Map-reading is quickly becoming a lost art. Growing up, I’d be in the passenger seat. My dad would hand me a map and say, “We’re going to X, Y, or Z—find it and get us there.” This skill turned out to be my secret superpower. I worked for a company that had me traveling four out of five days a week for two years. This was just before GPS systems like Garmin were available. I’d fly into a city, grab a rental car, pick up a paper map, and navigate to every location without a second thought. No satellite guidance—just me, my sense of direction, and a trusty road map.
Last fall, I spent nearly two weeks in Europe, feeling confident I’d checked all the boxes on my packing list. I had started making a packing list when we started travelling with a one-year-old and I have been using them ever since. Let me emphasize, I am very good at creating and following my lists. But there was one small detail I overlooked—my phone. I didn’t think I’d need it much since I wasn’t planning to make calls. Turns out, even if you’re not dialing anyone, online access and texting are absolutely essential. Not having texting or internet made me feel less like a savvy traveler and more like someone trying to navigate with a paper map. Folks, Google maps is an absolutely essential tool to have when you are travelling anywhere.
Without maps on my phone, I felt like Granny from The Beverly Hillbillies, wandering Beverly Hills with no clue where I was going. And finding a real map? Nearly impossible. In Brussels, I went to the Hilton’s front desk and asked for one. They handed me a "map" that was absolutely useless.
In Brugge, my luck changed, when we joined a tour group. The tour guide was about to let us loose for some alone time in the city and was discussing where to meet back. He said to type in the meet up destination and then as an afterthought he as a courtesy, asked if we all had Google maps.
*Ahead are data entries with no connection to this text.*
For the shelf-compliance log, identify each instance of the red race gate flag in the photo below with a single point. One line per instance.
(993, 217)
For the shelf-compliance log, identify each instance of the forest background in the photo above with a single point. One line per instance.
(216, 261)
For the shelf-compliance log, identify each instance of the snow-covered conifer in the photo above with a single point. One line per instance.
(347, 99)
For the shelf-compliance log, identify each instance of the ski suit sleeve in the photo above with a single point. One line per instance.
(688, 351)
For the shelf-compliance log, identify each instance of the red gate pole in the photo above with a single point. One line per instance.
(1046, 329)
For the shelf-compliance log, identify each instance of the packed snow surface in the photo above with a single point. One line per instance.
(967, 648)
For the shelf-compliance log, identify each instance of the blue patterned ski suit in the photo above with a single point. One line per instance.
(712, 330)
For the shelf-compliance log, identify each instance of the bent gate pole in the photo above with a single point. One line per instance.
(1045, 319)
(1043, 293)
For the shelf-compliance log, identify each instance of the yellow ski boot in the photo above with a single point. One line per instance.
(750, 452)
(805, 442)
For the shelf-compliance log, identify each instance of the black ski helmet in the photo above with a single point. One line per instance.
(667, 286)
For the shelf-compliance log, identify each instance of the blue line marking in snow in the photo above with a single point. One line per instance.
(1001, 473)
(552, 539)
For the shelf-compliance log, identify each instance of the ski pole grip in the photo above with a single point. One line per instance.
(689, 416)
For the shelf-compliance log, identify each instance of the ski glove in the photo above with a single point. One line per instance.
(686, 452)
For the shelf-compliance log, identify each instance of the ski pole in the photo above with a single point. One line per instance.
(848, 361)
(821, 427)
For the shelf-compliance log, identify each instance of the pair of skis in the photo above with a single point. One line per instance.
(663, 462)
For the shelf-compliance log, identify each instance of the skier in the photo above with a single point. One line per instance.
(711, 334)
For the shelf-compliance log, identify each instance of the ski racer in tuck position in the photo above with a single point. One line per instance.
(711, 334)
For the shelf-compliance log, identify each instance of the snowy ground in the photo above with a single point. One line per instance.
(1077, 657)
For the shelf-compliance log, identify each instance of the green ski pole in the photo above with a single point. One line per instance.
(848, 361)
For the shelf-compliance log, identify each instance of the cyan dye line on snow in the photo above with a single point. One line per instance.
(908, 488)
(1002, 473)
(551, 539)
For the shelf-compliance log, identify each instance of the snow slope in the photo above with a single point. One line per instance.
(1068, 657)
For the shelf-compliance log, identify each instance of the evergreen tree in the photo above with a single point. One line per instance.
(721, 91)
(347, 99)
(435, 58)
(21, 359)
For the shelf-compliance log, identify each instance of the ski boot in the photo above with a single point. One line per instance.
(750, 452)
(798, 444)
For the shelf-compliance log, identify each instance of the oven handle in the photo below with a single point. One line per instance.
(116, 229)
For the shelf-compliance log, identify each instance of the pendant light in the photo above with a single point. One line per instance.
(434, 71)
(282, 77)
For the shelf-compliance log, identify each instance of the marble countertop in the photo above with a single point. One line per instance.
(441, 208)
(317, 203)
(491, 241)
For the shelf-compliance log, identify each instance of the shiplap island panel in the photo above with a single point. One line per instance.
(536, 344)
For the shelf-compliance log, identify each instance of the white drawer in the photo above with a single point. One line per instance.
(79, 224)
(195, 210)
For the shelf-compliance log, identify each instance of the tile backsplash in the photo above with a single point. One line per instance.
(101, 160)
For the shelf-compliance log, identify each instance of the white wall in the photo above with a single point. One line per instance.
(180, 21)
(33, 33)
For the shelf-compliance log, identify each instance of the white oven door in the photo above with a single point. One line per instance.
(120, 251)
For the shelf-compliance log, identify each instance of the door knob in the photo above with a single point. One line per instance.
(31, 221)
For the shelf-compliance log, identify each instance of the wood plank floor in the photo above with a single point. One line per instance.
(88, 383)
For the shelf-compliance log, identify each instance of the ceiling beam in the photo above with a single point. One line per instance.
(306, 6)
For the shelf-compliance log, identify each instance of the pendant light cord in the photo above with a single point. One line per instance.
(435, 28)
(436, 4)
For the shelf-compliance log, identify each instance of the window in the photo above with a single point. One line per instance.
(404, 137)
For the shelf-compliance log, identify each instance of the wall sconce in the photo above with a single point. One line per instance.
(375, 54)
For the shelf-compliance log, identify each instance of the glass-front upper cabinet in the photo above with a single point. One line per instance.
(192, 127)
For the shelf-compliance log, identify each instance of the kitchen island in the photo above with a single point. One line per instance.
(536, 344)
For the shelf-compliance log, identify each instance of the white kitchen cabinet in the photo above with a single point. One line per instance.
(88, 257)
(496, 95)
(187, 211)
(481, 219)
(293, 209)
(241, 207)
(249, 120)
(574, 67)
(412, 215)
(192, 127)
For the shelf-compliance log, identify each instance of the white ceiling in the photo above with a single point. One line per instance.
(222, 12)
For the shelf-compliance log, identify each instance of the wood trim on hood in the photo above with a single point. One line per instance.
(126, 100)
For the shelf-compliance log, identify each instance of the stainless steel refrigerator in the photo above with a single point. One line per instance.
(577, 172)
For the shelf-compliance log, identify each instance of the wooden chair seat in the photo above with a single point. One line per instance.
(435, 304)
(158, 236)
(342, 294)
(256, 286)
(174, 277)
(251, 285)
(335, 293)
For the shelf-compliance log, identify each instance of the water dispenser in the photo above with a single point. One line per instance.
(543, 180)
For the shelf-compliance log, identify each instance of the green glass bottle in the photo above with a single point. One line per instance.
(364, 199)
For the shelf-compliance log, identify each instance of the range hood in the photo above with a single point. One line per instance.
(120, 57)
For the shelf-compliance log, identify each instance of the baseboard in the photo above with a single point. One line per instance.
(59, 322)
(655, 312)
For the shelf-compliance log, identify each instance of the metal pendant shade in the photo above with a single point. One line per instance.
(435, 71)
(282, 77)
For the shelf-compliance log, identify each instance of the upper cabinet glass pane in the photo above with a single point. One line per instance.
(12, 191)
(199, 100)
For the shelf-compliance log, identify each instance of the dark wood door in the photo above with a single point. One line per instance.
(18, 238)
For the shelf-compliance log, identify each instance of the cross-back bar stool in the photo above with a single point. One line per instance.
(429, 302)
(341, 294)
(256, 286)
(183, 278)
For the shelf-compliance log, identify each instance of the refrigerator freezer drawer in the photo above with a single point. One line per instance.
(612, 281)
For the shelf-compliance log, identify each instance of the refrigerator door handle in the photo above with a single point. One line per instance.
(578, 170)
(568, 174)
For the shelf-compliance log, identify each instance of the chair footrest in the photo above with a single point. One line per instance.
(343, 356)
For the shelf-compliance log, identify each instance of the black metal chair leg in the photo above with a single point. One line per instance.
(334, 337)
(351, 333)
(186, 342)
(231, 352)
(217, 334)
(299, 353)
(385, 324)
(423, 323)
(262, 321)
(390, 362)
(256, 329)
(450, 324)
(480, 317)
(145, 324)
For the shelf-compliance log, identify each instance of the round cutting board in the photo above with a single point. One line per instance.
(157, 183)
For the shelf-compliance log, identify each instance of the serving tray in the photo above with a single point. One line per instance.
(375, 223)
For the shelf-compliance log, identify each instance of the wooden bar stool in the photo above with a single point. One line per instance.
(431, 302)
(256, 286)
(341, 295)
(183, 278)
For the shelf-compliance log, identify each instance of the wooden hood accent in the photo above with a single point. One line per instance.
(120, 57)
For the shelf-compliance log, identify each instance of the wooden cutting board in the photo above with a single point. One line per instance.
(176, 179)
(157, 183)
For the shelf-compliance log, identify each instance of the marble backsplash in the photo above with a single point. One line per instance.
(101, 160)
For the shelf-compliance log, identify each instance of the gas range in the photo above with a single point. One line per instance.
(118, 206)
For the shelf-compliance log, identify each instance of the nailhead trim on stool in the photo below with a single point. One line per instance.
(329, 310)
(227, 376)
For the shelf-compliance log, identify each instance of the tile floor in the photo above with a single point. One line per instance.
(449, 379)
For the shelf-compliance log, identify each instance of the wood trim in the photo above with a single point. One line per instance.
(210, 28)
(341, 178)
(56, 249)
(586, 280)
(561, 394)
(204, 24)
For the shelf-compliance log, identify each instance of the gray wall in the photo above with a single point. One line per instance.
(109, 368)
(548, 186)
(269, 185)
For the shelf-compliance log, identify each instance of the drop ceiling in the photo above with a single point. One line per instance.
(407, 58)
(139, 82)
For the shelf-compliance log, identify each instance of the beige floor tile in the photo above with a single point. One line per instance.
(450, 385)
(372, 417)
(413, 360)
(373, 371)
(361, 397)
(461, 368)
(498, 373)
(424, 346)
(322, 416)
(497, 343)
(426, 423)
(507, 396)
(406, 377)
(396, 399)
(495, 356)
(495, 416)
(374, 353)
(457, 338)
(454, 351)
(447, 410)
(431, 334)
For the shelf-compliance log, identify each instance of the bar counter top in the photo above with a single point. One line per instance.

I sighed quietly and nodded no hoping to go unnoticed. But no such luck. Next thing I knew, he clamped a hand on my shoulder and, loud enough for the entire group to hear, declared, “For those of you who don’t have Google Maps, there’s a visitors center with paper maps—if you can read one!”s.”
All I can say is those who laugh last, laugh best. I headed to the visitor’s center, picked up a paper map, and we wandered all over Brugge without a single wrong turn. We made it to the meet-up point with time to spare, no tech, no stress, just a little old-school navigation.
Fortunately, sightseeing in Brugge came early in the trip. Even though I can use a map, I still possess very good Tech skills so the very next day, I went online and added a European plan to my mobile carrier. From that point on, navigating the rest of our journey was a breeze.